No meio do discurso, ao qual o Correio teve acesso, Al-Assad assegurou que a próxima etapa de seu governo será pautada pelo diálogo nacional. "A ideia básica foi lançar um diálogo nacional, no qual integrantes da política, do meio intelectual e da sociedade tomarão parte em um fórum institucional", explicou, ao revelar a fundação de um "comitê de diálogo nacional" e de uma comissão para estudar emendas constitucionais, entre elas o fim da supremacia do Partido Baath. "Uma nova lei enriquecerá a diversidade partidária e permitirá a participação de diferentes tendências na vida política", disse Al-Assad. No entanto, ele condicionou as mudanças ao "fim do caos". "O diálogo nacional pode gerar emendas à Constituição ou uma nova Constituição."

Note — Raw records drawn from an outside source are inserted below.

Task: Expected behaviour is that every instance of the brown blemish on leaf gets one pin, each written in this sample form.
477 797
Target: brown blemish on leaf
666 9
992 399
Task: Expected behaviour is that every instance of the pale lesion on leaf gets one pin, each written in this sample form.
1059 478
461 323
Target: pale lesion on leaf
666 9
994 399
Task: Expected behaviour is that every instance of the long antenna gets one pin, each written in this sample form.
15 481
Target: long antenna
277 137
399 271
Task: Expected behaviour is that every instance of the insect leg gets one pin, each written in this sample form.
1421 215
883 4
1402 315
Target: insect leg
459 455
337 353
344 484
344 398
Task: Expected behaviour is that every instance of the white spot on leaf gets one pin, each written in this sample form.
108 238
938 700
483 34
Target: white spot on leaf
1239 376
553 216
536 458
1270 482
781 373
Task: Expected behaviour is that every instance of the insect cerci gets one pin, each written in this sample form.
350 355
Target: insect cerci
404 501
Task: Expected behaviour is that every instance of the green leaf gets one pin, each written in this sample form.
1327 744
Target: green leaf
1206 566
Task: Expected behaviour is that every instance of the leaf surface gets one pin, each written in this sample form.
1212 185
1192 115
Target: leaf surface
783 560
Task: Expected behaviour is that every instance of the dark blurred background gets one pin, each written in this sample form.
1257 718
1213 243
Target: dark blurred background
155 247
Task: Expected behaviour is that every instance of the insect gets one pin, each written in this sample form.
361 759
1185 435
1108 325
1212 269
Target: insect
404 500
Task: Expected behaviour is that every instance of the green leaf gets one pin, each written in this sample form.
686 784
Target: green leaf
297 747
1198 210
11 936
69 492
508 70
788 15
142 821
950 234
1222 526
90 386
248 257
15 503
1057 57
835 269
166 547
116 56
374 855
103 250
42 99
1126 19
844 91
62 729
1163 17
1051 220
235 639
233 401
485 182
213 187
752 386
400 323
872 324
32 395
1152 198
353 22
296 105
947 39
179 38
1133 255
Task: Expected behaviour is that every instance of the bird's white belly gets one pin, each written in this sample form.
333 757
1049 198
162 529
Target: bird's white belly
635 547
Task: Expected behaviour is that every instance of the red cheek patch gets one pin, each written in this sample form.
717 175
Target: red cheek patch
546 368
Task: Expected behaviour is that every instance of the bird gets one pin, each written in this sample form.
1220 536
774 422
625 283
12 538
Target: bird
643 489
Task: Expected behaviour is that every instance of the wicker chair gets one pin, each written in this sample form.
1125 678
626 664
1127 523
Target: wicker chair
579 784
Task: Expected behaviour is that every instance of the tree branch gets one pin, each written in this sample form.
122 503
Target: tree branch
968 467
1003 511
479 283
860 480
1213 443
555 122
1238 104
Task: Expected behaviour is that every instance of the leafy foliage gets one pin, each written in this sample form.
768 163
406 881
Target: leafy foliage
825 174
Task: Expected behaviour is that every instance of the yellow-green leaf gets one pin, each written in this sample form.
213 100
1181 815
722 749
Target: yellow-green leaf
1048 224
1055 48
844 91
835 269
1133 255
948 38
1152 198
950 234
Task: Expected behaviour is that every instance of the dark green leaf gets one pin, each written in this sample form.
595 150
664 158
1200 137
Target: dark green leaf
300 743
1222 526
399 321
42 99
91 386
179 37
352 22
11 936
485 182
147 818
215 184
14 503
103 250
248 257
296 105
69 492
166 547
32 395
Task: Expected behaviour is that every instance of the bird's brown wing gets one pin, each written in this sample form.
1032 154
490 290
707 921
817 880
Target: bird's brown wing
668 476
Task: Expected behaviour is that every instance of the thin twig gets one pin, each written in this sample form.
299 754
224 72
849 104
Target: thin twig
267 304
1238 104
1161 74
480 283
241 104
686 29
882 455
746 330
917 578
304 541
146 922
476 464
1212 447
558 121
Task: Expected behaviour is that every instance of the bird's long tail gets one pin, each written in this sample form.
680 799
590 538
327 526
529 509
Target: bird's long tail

Indignação As palavras do presidente não comoveram o sírio Abu Qusai. Morador de Homs, por várias vezes ele saiu às ruas para protestar contra Al-Assad. No último dia 10, dois amigos foram capturados pelas forças de segurança ¿ presos, são submetidos a sessões de tortura. "Não tínhamos esperanças em relação ao discurso. O que esperar de alguém que passou 45 anos no poder e nada fez, além de tirania?", critica o publicitário de 28 anos, pela internet.

Qusai lembra que, nos dois primeiros discursos após o início do levante, Al-Assad jurou que não abriria fogo contra os manifestantes. "No mesmo dia, tivemos mártires em várias cidades", destaca. "Como podemos negociar com tanques, balas e tiros?", questiona o ativista, segundo o qual existem milhares de gravações em vídeo que poderiam ser usadas como provas dos assassinatos. De acordo com ele, os manifestantes jamais negociarão, a menos que o presidente renuncie. Em Homs, 20 opositores foram presos ontem, nos distritos de Al-Khaldya, Bab Al-Sbaa e Baba Amr. Protestos foram registrados nos campos de refugiados sírios na Turquia. Para conter a repressão na Síria, a União Europeia estuda novas sanções contra o regime.

Mustafa Ozer/AFP

Refugiados sírios protestam contra Al-Assad, em campo próximo à cidade turca de Al-Hatay: êxodo crescente

Hosni Mubarak estaria com câncer O advogado Farib Al-Dib revelou que o ex-presidente egípcio Hosni Mubarak tem câncer de estômago. "Os tumores se multiplicam", disse. O ex-chefe de Estado, de 83 anos, está hospitalizado na Alemanha desde 13 de abril. Ao Correio, o egípcio Mohammed Elshamy disse duvidar da notícia. "É uma tentativa de ele escapar do tribunal. Al-Dib mente", disse o opositor. Mubarak será julgado em agosto por reprimir os protestos e pela corrupção.